The World Health Organization estimates 700 people have died as a result of the virus.
The FDA gave Master Supplements 48 hours to send it an email detailing what actions it would take to alter messaging for probiotic supplements on its websites: www.acidophilus-immune-health.com and http://www.master-supplements.com.
FDA inspectors determined that the websites promoted a product, Theralac, that marketed products, “intended to diagnose, mitigate, prevent, treat, or cure the H1N1 Flu Virus in people”.
“We request that you immediately cease marketing unapproved, uncleared, or unauthorized products for the diagnosis, mitigation, prevention, treatment, or cure of the H1N1 Flu Virus,” FDA wrote to the company.
It said the marketing breached the Federal Food, Drug, and Cosmetic Act (FFDC Act).
The offending claims included: "The saying goes 'an ounce of prevention is worth a pound of the cure'. Probiotics such as Theralac are a very affordable 'ounce of prevention'. An up-regulated immune system is a healthy immune system.
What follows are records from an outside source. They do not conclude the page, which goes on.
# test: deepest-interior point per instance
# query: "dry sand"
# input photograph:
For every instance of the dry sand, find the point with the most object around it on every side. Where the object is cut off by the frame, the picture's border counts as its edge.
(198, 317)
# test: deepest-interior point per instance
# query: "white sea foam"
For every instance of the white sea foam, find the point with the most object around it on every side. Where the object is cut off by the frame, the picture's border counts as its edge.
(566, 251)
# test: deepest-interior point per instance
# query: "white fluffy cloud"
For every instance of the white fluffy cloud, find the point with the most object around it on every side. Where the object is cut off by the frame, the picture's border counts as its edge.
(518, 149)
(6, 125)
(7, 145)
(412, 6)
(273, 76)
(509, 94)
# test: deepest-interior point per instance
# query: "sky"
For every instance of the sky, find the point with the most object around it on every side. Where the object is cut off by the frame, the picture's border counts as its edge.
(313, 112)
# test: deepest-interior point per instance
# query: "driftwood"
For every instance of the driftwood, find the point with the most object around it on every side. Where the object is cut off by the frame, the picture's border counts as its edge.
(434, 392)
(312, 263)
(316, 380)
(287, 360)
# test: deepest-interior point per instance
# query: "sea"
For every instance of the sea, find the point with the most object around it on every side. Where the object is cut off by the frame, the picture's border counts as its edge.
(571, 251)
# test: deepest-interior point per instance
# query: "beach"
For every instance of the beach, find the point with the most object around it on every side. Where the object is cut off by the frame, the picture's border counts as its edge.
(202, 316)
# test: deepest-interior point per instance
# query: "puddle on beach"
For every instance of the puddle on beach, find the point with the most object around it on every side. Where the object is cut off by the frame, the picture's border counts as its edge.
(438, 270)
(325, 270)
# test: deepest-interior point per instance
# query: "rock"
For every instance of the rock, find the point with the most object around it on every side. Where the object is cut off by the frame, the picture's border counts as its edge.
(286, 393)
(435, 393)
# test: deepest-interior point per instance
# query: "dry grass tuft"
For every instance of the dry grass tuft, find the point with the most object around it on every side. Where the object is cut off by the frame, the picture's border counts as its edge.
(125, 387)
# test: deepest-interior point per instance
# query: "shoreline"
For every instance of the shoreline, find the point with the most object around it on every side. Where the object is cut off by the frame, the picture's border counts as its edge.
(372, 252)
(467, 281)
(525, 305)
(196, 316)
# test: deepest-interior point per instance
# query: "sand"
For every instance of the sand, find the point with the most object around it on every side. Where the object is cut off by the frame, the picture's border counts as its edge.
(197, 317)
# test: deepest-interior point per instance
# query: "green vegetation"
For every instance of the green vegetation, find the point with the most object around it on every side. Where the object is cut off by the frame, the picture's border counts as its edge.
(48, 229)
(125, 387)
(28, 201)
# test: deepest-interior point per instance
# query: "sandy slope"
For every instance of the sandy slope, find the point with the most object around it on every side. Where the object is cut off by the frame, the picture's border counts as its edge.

Order Theralac now.... Get one bottle to take ongoing and one to keep on hand if Swine Flu turns pandemic."
Another claim referenced a doctor who placed, “emphasis on supplements such as PROBIOTICS that enhance the immune system.”
FDA noted that while certain products could gain special dispensation to treat swine flu, as requested by the US Centers for Disease Control and Prevention, this was not the case with Theralac.
“The marketing and sale of unapproved or uncleared H1N1 Flu Virus related products that are not authorized by and used in accordance with the conditions of an Emergency Use Authorization, is a potentially significant threat to the public health,” FDA said.
“We advise you to review your websites, product labels, and other labeling and promotional materials to ensure that the claims you make for your products do not adulterate or misbrand the products in violation of the FFDC Act.”
Potential FDA actions include seizure and injunction, or prosecution by the FDA’s Office of Criminal Investigations.
The FDA has warned customers to avoid non-approved products.